Laurence Anyways

目黒シネマにて鑑賞
映画開始直後のセリフ:ロランス、あなたは何を求めているの? 「私が発する言葉を理解し、同じ言葉を話す人を探すこと。 自分自身を最下層に置かず、マイノリティーの権利や価値だけでなく普通を自認する人々の権利や価値も問う人を」

これは監督自身が求め探し続けていることなのだろう~。わたしは男色の芸術家に惹かれる。
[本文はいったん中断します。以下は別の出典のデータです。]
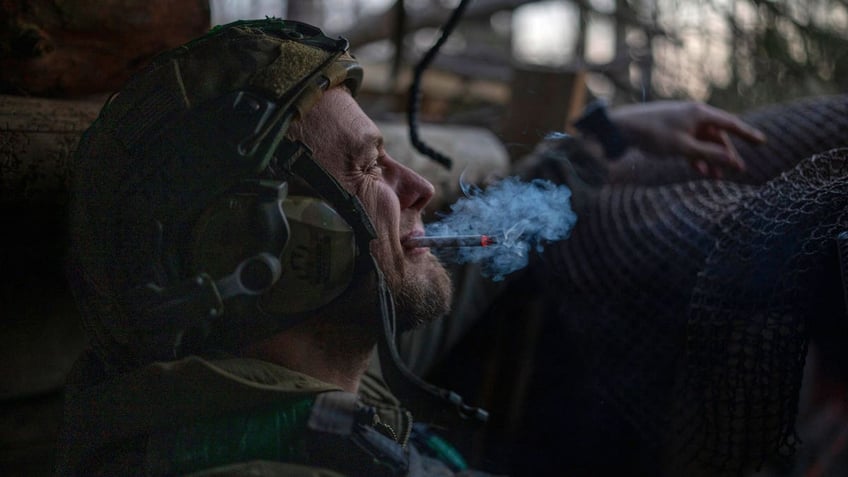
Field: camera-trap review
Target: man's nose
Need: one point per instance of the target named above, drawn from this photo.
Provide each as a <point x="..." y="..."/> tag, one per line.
<point x="413" y="191"/>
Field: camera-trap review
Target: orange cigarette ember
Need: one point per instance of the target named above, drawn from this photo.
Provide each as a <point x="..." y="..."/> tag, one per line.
<point x="448" y="241"/>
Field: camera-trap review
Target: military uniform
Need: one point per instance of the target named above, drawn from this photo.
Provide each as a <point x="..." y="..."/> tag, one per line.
<point x="234" y="416"/>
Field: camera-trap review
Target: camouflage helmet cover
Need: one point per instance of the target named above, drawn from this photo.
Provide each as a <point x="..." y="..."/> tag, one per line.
<point x="148" y="166"/>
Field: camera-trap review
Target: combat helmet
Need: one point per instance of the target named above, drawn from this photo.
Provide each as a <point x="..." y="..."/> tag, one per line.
<point x="182" y="213"/>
それは、単なる偶然でもあるのだが、パゾリーニに始まりモリッシー(彼は男色というより男も女も動物も植物もという博愛主義のようだけど)、あと誰かなあ....チェンバロ師匠のスコットロス、気が付くと揃いもそろって?という。いやたったの3人か。この映画監督のグザヴィエ・ドランも、わたしには知り得ない何か繊細な感覚や自分の世界(苦しみや喜びも含め)をたっくさん持っているだろう、共有してほしいと思いお近づきになりたい一人である。
したがい、この作品も公開当初からずっと気になっていたが、かの地では公開不可能だったのでトレイラーを繰り返し観てはストーリーを想像していた。社会に理解を得難い性質のその苦しみを乗り越えてゆく男と、彼をとりまく周囲の人々の不安や動揺や拒絶などを真正面から捉えているだけでなく、その苦しみの場面にもある、逃してはならない美しい一瞬一瞬を捉えて見せてくれた。苦しむ姿こそが実は美しいのだ、と言わんばかりに。苦しみの最中にそんな余裕は誰にもないけどね。
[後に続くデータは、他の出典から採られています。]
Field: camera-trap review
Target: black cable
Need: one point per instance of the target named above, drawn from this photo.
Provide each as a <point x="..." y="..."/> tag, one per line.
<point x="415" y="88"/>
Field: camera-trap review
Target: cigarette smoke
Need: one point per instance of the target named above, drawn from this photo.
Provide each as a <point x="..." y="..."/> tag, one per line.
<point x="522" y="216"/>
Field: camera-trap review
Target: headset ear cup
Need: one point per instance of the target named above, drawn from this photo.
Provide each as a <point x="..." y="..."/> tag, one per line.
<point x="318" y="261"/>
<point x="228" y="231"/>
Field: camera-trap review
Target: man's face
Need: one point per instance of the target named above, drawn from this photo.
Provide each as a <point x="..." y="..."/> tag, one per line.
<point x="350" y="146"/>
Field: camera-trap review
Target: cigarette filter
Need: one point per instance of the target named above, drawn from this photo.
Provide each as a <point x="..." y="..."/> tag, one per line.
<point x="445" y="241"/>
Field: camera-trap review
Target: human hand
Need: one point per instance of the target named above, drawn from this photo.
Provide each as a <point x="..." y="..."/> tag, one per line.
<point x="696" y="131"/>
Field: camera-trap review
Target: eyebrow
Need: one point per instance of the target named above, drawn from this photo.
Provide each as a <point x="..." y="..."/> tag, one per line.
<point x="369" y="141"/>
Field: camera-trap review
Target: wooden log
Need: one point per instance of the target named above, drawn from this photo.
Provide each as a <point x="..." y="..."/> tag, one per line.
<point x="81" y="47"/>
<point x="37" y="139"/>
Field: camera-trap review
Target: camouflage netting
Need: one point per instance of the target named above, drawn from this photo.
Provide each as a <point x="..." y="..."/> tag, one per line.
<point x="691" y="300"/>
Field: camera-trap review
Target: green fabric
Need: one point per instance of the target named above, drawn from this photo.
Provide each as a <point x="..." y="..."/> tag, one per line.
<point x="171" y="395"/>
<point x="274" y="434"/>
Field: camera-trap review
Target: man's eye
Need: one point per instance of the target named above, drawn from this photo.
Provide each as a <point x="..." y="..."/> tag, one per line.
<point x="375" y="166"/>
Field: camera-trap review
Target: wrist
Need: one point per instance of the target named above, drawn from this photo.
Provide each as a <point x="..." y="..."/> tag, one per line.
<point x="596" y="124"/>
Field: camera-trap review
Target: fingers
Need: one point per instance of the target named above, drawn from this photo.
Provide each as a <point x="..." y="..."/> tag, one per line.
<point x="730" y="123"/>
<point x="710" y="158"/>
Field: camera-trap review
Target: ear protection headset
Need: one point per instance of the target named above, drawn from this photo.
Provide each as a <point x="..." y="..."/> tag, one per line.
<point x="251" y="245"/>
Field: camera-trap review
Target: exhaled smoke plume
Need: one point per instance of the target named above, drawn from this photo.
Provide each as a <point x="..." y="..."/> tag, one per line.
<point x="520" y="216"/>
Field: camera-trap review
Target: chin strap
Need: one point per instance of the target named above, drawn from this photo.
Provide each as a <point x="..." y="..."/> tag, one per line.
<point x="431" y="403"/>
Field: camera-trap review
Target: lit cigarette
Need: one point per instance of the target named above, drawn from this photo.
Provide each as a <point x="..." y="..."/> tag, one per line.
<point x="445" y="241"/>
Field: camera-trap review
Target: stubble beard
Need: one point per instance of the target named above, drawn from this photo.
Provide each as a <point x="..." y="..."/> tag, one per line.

いやはや、トレイラーを観て勝手にめぐらせていた想像の展開やストーリーを遥かに越えた素晴らしい作品でした。同時上映のグザヴィエご自身出演作品もよかったよー。あとから、ジワジワくるんだよね彼のはにかんだ微笑みが。20代前半で熟れに熟れてた?頃のガエルガルシアベルナルを彷彿とさせるが、さらに何十倍も屈折した精神をもってそうな表情がよい。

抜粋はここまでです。